In 1656, an 891-ton Spanish galleon was tasked with carrying kingly riches across the Atlantic. The Nuestra Señora de las Maravillas (Our Lady of Wonders) was weighted down with more gold than usual, as it had taken on the precious cargo of another treasure-filled ship that had sunk two years earlier. Unfortunately, the giant vessel collided with another member of its fleet and then hit a coral reef in the warm waters off the Bahamas and sank to the ocean floor. It took its treasure with it. A recent expedition by Allen Exploration, in partnership with local divers and researchers, has raised some of this glorious treasure to the surface.
Underwater for over 350 years, the ship has been an object of salvage expeditions for centuries. Millions of items have been removed. However, this recent expedition wanted not only treasure, but also insight into how the ship itself met its watery grave. With remote-sensing technology such as sonar and magnetometers, the explorers discovered a trail of debris stretching about eight miles of ocean floor. This debris illustrated the floundering of the ship in its final hours.
Among the finds made by the team were glass wine bottles, a silver sword hilt, and other objects indicative of life on a warship in the 17th century. Even more spectacular was the treasure: an almost six-foot-long gold filigree chain, raw gemstones, and several bejeweled pendants that once belonged to knights of the Order of Santiago. One pendant contains a stunning green Columbian emerald set in gold, surrounded by 12 other emeralds. This may represent the 12 apostles grouped around the central motif, the cross of St. James.

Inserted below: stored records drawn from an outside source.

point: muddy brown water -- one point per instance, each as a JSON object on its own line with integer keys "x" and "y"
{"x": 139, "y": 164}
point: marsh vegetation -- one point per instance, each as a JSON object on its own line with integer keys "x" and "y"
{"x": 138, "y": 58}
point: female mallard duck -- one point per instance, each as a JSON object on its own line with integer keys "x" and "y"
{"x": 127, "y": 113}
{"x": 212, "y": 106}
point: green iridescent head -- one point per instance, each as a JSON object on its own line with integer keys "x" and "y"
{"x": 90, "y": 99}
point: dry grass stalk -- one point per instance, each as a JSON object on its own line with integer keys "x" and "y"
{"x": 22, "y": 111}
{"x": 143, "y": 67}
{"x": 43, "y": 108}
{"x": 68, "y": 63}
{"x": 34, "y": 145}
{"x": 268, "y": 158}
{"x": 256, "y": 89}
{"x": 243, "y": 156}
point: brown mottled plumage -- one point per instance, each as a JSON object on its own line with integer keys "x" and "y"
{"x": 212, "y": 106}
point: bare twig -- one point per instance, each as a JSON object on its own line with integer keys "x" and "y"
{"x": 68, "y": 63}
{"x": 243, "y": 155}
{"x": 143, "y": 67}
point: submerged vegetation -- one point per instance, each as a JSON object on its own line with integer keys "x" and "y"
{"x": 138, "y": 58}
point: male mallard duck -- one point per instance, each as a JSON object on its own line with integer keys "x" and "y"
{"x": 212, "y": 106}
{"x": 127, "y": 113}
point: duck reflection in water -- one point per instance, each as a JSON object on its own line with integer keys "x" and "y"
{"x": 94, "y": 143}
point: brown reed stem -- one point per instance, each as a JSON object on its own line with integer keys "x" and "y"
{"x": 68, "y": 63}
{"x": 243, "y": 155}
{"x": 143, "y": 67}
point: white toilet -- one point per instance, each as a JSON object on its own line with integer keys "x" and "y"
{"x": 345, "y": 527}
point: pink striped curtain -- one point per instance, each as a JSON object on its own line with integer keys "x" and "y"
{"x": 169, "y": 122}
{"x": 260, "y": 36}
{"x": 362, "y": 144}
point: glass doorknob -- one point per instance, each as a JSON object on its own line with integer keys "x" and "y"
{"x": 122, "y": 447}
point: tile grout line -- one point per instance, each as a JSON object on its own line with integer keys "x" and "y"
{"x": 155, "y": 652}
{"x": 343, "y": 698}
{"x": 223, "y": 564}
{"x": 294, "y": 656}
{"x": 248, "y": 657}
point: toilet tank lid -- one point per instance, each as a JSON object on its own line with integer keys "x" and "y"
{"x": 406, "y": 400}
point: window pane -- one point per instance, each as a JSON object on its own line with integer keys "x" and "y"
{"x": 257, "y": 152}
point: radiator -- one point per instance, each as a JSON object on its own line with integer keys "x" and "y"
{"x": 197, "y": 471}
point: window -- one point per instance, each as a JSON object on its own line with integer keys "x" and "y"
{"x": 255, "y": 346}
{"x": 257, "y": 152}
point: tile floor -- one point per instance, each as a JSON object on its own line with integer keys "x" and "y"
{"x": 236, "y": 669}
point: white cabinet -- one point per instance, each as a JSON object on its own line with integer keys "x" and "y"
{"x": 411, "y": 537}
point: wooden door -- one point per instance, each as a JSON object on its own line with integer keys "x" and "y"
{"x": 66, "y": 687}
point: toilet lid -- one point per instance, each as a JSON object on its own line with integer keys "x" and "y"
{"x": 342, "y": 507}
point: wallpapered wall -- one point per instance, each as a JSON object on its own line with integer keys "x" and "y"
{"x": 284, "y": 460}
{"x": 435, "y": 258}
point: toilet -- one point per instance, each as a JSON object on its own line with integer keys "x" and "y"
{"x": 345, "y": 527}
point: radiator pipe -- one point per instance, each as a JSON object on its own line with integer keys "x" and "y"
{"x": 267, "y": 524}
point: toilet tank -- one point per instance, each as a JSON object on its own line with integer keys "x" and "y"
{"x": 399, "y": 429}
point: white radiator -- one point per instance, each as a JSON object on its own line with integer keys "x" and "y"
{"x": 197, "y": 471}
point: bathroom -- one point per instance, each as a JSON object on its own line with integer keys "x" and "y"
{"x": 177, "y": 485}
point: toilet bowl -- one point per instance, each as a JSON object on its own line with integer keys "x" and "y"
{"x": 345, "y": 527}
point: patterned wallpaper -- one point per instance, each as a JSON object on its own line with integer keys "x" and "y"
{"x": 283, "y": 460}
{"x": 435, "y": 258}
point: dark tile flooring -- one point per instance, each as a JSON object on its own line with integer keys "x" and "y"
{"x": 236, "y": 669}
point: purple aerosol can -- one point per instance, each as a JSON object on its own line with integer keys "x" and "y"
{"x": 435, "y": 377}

“When we brought up the oval emerald and gold pendant, my breath caught in my throat,” Carl Allen, founder of Allen Exploration, said. “How these tiny pendants survived in these harsh waters, and how we managed to find them, is the miracle of the Maravillas.” Certainly, the ship is living up to its name as a treasure trove of wonders. The jewels and other objects will go on display at the new Bahamas Maritime Museum, while researchers continue to probe what other wonders the wreck might hold.